Of course, in an ideal world where extended producer responsibility applied to furniture, we would hopefully see more manufacturing of new products made out of recycled materials, products being made to last and be easily repairable. But in the meantime, Craig advises that better and more progressive policies are needed to support reuse and the resource sector as a whole: “I suggest the waste sector needs to stop waiting around for the next policy decision to come through and, instead, take the lead in developing its own market driven services, but to do that we can’t just wait for the circular economy principles from policy, you have to work with the actuators which are the retailers and the manufacturers and most importantly the consumer who perhaps will not welcome the upheaval in how they consume.
“I think that the circular reuse principle, now it’s finally getting noticed, is a good foundation of the circular economy. You lease cars, so I think leasing household goods like furniture is a specific area of where the circular economy could be built. In fact, it is something that is already being talked about at retail level”. The FRN is already one step ahead, with some members leasing brand new furniture to housing associations to then reuse once first use has finished.
What’s more, the waste from the production of these new products has led the FRN to develop its own product line, new beds made from end of line materials. “We need to supply new beds because we can’t get enough second-hand beds of reasonable quality to service all the families that need them. With the materials that the manufacturer has left over, mainly on the textile covering and the wadding, we’re going to produce our own line of beds.”
The next phase of FRN’s development involves working out why exactly people donate items – is it because of waste reduction, tackling climate change, alleviating poverty, job creation or simply convenience? “Our plan is to raise awareness of the benefits of reuse. It’s what we want to do, and it is what our members have asked us to do.
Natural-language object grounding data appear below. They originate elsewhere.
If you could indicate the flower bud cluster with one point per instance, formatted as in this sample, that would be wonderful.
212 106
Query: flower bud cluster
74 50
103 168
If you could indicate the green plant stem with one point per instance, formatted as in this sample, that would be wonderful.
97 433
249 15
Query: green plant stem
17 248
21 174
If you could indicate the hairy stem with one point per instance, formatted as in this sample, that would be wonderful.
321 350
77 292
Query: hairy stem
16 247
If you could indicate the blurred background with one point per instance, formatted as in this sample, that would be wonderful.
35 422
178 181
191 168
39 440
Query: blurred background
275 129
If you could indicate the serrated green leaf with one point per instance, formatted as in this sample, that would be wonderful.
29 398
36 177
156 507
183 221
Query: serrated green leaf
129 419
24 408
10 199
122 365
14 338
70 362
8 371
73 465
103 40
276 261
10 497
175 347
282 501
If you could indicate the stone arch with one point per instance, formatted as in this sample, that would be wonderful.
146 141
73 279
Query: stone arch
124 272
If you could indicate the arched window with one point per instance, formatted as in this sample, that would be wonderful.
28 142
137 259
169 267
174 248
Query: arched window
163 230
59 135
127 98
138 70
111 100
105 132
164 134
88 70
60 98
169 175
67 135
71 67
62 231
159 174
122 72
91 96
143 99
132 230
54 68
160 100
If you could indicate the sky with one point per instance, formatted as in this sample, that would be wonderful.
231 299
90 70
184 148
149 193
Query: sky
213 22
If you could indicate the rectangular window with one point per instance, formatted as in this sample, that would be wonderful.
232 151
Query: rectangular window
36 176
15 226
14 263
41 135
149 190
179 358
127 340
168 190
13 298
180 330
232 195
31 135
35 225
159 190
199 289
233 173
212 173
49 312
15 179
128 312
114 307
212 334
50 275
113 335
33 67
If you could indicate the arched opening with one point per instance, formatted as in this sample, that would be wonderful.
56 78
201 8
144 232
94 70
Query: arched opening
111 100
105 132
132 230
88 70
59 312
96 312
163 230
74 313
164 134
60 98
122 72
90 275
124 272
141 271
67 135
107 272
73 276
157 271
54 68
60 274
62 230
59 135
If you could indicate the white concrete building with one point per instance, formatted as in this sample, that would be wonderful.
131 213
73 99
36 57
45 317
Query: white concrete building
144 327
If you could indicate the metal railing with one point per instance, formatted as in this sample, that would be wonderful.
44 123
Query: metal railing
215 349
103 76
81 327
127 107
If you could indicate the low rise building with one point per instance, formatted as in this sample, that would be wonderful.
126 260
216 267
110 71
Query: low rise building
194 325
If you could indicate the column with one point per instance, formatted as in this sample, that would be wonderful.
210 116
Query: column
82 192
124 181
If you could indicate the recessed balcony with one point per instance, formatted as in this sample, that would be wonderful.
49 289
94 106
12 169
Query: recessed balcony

We want donors, members of the public, to understand that there is much more value in their unwanted sofa, cooker, dishwasher than simply ‘giving to charity’. We want people to realise that by donating their unwanted furniture they are saving £100s for a local family that could spend that saving on other essentials. We want people to realise that they are also supporting their chosen charity, the FRN member, in continuing its activities in the local area, be it preventing homelessness, supporting people with mental health needs or keeping someone in a job.
“We want every donation to have a social value as well as an environmental value. We believe a first step towards this is online by developing the digital technology to support these donations and understanding their social and environmental benefits.”
For FRN members it’s about all three factors – poverty alleviation, creating jobs and saving the environment. And for anyone involved in the resources sector, it’s a motivating tale.